4. Can a creditor pursue a closed LLC for a bounced cheque?

Once an LLC has been closed or dissolved, creditors cannot pursue the company itself but may take legal action against the cheque signatory.

5. What is the role of a liquidator in dealing with bounced cheques during liquidation?

During liquidation, the appointed liquidator is responsible for settling the LLC’s financial obligations, including any issued cheques. If cheques remain outstanding after liquidation, the liquidator may attempt to settle them using the company’s assets.

6. What happens if the LLC has insufficient assets to cover the bounced cheque?

If the LLC lacks sufficient assets during liquidation to cover the cheque, creditors may take legal action against the cheque signatory. The shareholders’ liability is usually limited unless they personally guaranteed the cheque.

7. Can shareholders of a closed LLC be held liable for a bounced cheque?

Shareholders of an LLC typically enjoy limited liability and are not personally liable for the company’s debts unless they guaranteed the cheque or were involved in fraudulent activities.

8. What legal recourse do creditors have against a closed LLC for a bounced cheque?

Creditors can file a civil case or a criminal complaint against the cheque signatory.
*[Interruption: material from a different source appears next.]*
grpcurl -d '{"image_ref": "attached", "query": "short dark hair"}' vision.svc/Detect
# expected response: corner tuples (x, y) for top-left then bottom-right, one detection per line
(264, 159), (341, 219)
They can also attempt to seize any remaining assets from the dissolved company if available.

9. Can bounced cheque liability be reduced or mitigated?

Liability for bounced cheques can sometimes be mitigated by demonstrating a good faith attempt to settle the debt or negotiate with the creditor. In some cases, showing that the cheque was issued mistakenly may help reduce penalties.

10. What is the impact of Federal Decree-Law No. (14) of 2020 on bounced cheque cases?

The Federal Decree-Law No. (14) of 2020 on Criminalization of Bounced Cheques introduced more lenient penalties for bounced cheque cases in the UAE, focusing more on civil settlements rather than criminal prosecution.

11. Is a cheque signatory always liable if the company closes?

Yes, the cheque signatory is typically liable for any cheques they signed, even if the company has been dissolved. Creditors may pursue the signatory for payment.

12. Can a creditor file a case in both civil and criminal courts for a bounced cheque?

Yes, a creditor can file both a civil case to recover the owed amount and a criminal case, depending on the nature and intent of the bounced cheque.

13. What penalties can a cheque signatory face for a bounced cheque?

Penalties may include fines, imprisonment, and in some cases, asset seizures to cover the amount owed. The severity of penalties depends on the amount and intent behind the bounced cheque.

14. Can the bounced cheque amount be negotiated or settled out of court?

Yes, in many cases, creditors and cheque signatories can negotiate a settlement out of court, which can result in reduced penalties and avoidance of criminal charges.

15. What happens if a cheque bounces after the LLC has been officially dissolved?

After the LLC is dissolved, creditors can no longer pursue the company itself but may take legal action against the cheque signatory for the bounced cheque.

16. Can a cheque bounce due to reasons other than insufficient funds?

Yes, a cheque can bounce for various reasons, including mismatched signatures, incorrect dates, or the account being closed.

17. Can the bank be held responsible for a bounced cheque?

In most cases, the bank is not held responsible for a bounced cheque unless there is clear evidence of a banking error. Responsibility primarily lies with the cheque issuer.

18. Is there a time limit for filing a claim for a bounced cheque?

Yes, creditors must file a claim within a certain period, typically within three years for civil claims. However, criminal complaints may have shorter or longer timelines depending on the specifics of the case.

19. Can cheque signatories appeal a criminal sentence for a bounced cheque?

Yes, cheque signatories can appeal a criminal sentence, especially if there were errors in the trial process or new evidence is brought forward.

20. What should companies and individuals do to avoid bounced cheque liabilities?

Companies and individuals should ensure that there are sufficient funds in the account, avoid signing post-dated cheques without certainty of payment, and maintain clear communication with creditors to avoid legal complications.